Cargo Ton-Miles and Passenger Miles adding up
CARGO. December 3rd to 21st (1945). Here we have the first cargo revenue flights. Flown in the company’s newly acquired DC-3.
(Passenger Period) These are reported further down the page.
Cargo. April 1 – June 1, 1946. The Ton-Miles reported here are the first four of six war-relief flights, two each, to Prague and Warsaw. A Veterans Air Line DC-4 was outfitted by company personnel to carry 55,000 or 65,000 fertilized eggs per flight. They were to be incubated at hatcheries in Czechoslovakia and Poland. Aviation history was logged on these flights.
DEFINITION BY U.S. DEPT OF TRANSPORTATION STATISTICS: “A ton-mile is defined as one ton of freight shipped one mile and, therefore, reflects both the volume shipped (tons) and the distance shipped (miles)…Air freight tends to transport high value, relatively low weight goods.”
Dear Reader, “High value…low weight” certainly applies to the hatching eggs transported so successfully by Veterans Air under contract with the UNRRA – United Nations Relief and Rehabilitation Administration.
Passengers. Jan 20 – Mar 30. The known destination of these early Passenger Miles was Miami. They were flown in two (if not three) of the company DC-3s during the “Snowbird” season on weekends. Newark – Miami – Return. Logbook entries by Jack Stettner from January 22 thru January 29 are the prized and only records among our research documents covering that period. Given the robust number of Passenger Miles shown on this chart, although we have no evidence, curiosity wonders what other destinations might have been included.

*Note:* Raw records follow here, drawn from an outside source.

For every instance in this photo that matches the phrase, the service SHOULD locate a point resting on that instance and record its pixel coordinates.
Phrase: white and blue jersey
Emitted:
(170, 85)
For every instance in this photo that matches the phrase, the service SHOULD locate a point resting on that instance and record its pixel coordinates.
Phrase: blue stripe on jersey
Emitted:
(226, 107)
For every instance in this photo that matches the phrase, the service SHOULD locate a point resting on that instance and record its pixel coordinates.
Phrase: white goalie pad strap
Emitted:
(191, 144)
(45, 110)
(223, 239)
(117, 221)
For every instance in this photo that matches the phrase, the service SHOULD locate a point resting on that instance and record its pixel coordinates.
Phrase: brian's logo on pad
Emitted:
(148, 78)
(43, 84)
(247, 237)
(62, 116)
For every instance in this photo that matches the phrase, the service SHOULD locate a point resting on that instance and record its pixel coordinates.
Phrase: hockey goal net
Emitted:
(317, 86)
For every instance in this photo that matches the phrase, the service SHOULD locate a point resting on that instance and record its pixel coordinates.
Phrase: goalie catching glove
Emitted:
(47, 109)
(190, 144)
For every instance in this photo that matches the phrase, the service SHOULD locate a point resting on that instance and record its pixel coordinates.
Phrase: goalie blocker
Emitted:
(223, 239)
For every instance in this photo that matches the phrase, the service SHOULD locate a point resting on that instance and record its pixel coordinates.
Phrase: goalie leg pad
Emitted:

For a detailed look at Stettner’s logbook mentioned above, click HERE
Jumping slightly ahead. In 1946 beyond this chart’s time frame, log book entries by Bernard Shmanske include DC-3 trips in August and early September. With the exception of his New York City (LaGuardia), Ballston Spa (NY) and Hyannis (MA) entries, these are likely cargo flights – Memphis, Tulsa, Oklahoma City, Chicago, Cleveland. Again, they are the only DC-3 flight records within our research documents for this time period, so they are treasure, even if they do not tell the whole story.